A Comparison of Flash Devices for Embedded System Booting
April 23, 2019
Story
This article explores the pros and cons of different types of Flash memory in the context of embedded system booting.
Many embedded systems utilize non-volatile memory to store boot code, configuration parameters, and other data that persist when the system is powered down. Today, Flash memories fulfill this role in the majority of embedded systems. Given the wide range of applications that require Flash, there are many kinds of architectures and feature sets to match the varying requirements of the applications.

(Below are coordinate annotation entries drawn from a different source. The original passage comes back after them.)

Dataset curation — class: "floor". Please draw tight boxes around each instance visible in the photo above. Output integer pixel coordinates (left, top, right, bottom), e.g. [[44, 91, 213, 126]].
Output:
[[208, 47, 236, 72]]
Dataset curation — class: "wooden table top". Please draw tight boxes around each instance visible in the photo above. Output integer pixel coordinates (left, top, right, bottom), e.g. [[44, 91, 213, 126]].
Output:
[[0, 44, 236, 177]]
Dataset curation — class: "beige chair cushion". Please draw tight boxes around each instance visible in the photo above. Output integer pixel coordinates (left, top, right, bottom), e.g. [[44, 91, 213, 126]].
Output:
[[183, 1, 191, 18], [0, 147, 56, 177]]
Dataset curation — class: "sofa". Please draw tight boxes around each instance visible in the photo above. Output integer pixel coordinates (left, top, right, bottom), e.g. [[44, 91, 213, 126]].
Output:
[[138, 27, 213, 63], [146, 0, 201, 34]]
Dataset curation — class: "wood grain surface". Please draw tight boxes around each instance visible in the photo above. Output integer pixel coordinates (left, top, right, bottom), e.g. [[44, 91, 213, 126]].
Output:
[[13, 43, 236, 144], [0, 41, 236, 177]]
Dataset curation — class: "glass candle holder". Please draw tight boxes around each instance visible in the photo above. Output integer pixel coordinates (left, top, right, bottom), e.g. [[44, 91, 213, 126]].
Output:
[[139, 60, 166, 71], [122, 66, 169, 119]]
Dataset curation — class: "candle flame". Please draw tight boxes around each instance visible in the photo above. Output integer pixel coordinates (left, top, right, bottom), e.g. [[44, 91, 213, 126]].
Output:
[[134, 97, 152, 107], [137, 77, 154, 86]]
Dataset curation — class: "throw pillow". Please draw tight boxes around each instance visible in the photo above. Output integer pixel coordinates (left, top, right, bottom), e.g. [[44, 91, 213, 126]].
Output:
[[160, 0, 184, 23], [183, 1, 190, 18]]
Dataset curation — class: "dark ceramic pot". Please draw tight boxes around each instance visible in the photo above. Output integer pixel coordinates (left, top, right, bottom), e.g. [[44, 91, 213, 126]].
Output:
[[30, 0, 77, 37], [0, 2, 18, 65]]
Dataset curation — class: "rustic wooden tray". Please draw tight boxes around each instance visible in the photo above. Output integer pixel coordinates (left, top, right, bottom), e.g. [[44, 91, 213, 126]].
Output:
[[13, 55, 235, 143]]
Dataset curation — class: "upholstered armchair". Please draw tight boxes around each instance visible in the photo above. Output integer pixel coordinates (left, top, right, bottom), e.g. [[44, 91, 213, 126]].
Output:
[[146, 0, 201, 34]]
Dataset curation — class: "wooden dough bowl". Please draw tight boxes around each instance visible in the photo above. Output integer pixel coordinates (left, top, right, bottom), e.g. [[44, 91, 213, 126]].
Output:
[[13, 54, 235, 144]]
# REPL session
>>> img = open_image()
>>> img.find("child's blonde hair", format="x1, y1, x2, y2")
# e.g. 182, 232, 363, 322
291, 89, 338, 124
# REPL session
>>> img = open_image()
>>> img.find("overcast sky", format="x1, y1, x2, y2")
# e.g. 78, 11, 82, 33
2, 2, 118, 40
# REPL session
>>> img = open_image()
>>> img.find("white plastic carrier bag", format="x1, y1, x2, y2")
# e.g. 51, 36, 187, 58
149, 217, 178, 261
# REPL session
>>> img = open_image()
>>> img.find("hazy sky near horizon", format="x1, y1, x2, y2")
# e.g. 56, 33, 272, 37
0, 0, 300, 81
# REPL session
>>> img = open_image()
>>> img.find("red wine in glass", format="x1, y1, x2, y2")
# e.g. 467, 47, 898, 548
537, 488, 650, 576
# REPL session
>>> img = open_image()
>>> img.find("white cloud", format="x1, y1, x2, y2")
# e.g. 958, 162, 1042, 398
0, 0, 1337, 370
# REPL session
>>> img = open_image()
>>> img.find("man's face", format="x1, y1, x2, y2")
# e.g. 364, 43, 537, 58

Common Flash technologies include Parallel or SPI NOR flash, SLC NAND, and eMMC devices. Most recently, Universal Flash Storage (UFS) has also become an option. This article explores the pros and cons of these different types of Flash memory in the context of embedded system booting.
Complexity of Embedded System Booting
Booting up an embedded system may look easy from an outside point of view. However, booting up involves many steps and warrants careful design considerations if fast and reliable booting is required.
Typically, an embedded system boot-up sequence (see Figure 1) involves the following steps:
Power Up or Hardware Reset: This is the first step for booting an embedded system. It can either be turning on the system power or triggering the system’s hardware reset. From this point onwards, the system starts its code execution.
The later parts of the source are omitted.